Media Contact: Tozier - Int. 4306 | Information Service
For Immediate Release: March 8, 1957

To stimulate wider competitive bidding and more active development of Indian-owned mineral resources, the Department of the Interior has substantially liberalized the acreage limitations in the Federal regulations governing the mineral leasing of Indian lands, it was announced today.

Under the new regulations approved by Acting Secretary Hatfield Chilson on February 28, the maximum area that may be covered by a single lease for development of all minerals (including oil and gas), except coal, is established at 2,560 acres. However, individual lessees are not limited, as they were under the former regulations, in the amount of Indian land they may hold under more than one lease in a particular State.

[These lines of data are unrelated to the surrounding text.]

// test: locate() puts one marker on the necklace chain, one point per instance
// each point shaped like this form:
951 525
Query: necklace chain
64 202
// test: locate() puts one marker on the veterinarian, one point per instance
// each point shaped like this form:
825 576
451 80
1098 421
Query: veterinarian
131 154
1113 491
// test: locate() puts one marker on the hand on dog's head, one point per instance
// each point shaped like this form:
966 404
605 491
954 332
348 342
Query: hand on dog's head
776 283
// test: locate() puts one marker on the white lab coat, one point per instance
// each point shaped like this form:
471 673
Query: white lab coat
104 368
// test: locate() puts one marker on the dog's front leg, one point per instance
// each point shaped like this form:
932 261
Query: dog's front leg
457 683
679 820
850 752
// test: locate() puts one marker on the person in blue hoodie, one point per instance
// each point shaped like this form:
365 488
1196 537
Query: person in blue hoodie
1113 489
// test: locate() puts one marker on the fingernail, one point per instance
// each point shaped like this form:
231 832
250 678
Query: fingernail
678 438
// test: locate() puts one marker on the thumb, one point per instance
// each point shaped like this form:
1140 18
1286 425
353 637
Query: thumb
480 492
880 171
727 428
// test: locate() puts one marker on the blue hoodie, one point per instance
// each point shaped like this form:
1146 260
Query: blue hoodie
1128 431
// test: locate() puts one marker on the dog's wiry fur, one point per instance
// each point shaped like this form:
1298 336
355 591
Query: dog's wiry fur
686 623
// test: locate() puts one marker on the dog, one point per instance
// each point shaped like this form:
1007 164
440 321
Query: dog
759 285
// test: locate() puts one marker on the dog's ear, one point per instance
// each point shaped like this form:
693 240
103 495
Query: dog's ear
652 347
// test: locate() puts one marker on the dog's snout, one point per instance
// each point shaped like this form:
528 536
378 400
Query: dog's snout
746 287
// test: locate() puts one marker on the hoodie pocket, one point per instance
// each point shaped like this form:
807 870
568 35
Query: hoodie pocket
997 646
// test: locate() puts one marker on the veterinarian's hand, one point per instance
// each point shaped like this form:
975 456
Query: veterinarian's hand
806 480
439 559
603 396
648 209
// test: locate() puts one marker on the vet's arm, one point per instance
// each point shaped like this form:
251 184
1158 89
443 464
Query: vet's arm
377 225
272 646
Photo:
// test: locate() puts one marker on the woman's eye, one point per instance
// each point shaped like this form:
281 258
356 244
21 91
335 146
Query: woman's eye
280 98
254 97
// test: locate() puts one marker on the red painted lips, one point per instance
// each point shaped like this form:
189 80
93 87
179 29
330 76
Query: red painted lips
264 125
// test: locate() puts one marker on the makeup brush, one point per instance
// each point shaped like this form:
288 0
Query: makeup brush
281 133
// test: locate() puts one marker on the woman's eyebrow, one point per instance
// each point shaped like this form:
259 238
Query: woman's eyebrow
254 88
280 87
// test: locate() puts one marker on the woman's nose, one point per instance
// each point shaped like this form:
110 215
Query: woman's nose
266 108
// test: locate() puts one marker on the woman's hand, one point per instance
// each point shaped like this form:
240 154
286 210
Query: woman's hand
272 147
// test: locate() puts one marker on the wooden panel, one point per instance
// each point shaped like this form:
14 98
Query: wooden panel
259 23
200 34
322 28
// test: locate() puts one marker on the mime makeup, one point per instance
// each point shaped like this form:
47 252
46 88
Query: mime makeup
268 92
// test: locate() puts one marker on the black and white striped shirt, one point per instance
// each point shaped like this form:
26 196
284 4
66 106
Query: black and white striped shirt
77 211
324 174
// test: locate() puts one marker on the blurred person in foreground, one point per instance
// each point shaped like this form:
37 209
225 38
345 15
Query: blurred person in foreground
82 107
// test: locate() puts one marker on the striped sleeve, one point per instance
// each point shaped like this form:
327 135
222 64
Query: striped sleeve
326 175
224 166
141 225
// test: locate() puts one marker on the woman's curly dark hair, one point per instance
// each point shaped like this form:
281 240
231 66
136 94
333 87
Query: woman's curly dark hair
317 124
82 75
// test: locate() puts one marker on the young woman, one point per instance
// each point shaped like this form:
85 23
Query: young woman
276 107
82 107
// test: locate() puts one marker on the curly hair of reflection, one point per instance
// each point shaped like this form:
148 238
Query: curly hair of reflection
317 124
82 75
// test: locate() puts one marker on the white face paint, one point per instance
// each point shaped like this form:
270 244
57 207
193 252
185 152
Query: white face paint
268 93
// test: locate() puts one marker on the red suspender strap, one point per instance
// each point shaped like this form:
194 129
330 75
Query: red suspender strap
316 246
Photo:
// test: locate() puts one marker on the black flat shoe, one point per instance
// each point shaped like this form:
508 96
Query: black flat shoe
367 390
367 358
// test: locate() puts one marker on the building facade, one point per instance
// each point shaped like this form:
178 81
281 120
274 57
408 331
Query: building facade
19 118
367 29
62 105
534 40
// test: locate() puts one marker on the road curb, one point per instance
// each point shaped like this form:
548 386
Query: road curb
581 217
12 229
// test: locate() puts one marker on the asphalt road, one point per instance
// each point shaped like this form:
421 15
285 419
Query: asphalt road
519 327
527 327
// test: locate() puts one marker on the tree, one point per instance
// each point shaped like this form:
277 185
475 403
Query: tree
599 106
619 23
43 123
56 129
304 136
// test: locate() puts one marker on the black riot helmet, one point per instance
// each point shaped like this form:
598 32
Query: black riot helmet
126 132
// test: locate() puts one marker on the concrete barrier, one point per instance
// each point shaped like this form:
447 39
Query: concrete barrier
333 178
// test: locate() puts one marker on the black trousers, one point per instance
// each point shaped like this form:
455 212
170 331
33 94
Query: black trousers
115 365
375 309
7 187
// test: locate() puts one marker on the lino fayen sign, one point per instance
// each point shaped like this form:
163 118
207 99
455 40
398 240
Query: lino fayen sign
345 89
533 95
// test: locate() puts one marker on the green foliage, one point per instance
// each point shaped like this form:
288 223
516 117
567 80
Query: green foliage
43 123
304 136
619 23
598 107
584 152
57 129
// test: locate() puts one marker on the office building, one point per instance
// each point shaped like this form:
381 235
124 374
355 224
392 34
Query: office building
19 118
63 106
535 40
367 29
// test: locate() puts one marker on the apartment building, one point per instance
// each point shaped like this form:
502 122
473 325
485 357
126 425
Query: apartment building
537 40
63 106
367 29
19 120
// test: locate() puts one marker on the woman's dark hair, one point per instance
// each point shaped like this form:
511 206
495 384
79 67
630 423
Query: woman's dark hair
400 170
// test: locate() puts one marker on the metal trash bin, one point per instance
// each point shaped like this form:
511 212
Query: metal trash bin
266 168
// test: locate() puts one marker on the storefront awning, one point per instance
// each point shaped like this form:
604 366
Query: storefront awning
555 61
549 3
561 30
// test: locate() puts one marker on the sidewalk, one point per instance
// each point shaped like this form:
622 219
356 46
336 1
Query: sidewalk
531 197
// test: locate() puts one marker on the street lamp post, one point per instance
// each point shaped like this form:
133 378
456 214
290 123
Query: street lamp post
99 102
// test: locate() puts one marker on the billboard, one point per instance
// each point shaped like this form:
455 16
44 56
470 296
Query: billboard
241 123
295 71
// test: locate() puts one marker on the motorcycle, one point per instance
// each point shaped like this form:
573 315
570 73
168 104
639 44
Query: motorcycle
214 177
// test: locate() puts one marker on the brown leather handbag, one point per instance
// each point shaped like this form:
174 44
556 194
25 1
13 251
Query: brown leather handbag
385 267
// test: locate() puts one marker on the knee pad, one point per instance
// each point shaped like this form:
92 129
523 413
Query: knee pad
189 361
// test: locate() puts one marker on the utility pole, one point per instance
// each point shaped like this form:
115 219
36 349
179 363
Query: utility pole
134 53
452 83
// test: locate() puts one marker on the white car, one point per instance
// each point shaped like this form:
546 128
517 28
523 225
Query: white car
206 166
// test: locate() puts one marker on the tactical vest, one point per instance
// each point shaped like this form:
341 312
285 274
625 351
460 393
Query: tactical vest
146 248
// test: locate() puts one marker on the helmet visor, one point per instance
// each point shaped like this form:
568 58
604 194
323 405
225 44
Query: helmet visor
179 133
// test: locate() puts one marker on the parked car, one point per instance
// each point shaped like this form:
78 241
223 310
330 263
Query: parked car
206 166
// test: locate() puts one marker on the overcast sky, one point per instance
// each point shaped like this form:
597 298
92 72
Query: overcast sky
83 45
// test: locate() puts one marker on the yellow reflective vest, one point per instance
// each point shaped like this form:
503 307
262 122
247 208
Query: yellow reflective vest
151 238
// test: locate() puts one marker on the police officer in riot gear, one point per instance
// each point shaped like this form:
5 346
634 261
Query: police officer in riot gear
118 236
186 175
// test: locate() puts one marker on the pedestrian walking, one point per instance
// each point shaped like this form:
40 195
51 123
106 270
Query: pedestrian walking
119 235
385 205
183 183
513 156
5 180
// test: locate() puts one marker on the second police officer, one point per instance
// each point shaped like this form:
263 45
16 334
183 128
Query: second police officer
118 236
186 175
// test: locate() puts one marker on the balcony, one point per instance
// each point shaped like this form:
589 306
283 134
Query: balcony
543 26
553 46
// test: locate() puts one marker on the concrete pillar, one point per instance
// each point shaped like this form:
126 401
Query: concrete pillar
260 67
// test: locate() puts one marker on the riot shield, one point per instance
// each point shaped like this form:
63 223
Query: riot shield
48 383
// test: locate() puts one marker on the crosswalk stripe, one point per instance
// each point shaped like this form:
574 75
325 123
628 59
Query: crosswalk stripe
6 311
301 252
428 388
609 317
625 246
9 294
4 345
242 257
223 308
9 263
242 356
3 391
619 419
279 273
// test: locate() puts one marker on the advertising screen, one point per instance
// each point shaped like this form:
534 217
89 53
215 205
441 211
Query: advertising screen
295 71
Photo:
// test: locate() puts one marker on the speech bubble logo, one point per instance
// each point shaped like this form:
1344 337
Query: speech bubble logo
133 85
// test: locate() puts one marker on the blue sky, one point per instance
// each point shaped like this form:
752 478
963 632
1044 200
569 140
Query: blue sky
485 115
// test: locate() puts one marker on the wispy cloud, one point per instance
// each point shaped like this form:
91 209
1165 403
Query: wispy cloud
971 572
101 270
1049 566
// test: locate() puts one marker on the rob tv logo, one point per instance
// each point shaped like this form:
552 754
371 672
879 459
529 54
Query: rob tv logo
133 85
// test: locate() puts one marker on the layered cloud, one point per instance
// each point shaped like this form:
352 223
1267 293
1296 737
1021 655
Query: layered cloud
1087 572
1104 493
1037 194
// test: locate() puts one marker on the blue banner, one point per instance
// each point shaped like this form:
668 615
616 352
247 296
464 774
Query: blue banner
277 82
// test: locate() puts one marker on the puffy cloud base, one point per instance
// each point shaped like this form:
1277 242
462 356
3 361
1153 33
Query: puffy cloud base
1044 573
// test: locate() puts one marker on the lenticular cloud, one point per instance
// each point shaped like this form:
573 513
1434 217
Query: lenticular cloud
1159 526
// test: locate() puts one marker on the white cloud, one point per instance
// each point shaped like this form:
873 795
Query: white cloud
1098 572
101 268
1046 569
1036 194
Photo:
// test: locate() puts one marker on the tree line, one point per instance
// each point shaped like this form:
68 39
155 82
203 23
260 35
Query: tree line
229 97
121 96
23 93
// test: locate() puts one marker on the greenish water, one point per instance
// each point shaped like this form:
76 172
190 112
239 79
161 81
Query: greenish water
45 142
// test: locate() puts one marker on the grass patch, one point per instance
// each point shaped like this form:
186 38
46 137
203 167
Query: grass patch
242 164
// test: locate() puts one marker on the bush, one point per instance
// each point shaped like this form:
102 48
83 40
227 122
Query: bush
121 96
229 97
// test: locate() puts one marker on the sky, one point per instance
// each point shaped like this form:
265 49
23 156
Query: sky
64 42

On the leasing of Indian lands for coal development, the limitation under the new regulations will ordinarily be 2,560 acres for one lease. The Commissioner of Indian Affairs, however, is authorized to approve the combining of several coal mining leases held by one or more lessees or the issuance of a single lease covering more than 2,560 acres when such action is considered to be in the best interests of the Indian landowners and is necessary to permit the establishment of steam electric power plants or other industrial facilities on or near the reservations.

The former acreage limitations were originally established in the period before World War II when deposits of strategic metals and nonmetals in Indian lands were not being widely developed because of inadequate transportation facilities or remoteness from mills and markets. More recently there has been a growing interest in the commercial development of such deposits.

Under the former regulations the maximum amount of Indian land in a single State that could be held by one lessee was limited to 640 acres on “deposits of the nature of lodes or veins, containing ores of gold, silver, copper, lead, zinc, or other useful metals;" 960 acres for "beds of placer gold, gypsum, asphaltum, phosphate, iron ores or other useful minerals except coal, oil and gas” unless otherwise authorized by the Commissioner; and 10,240 acres for coal mining.

While no acreage limitations have been in effect on oil and gas leasing for the past several years, very few tracts of Indian land advertised for such leasing have exceeded the 2,560-acre limit established by the new regulations.

The new regulations do not apply on the Osage or Quapaw Indian lands of Oklahoma where special regulations on mineral leasing still remain in effect.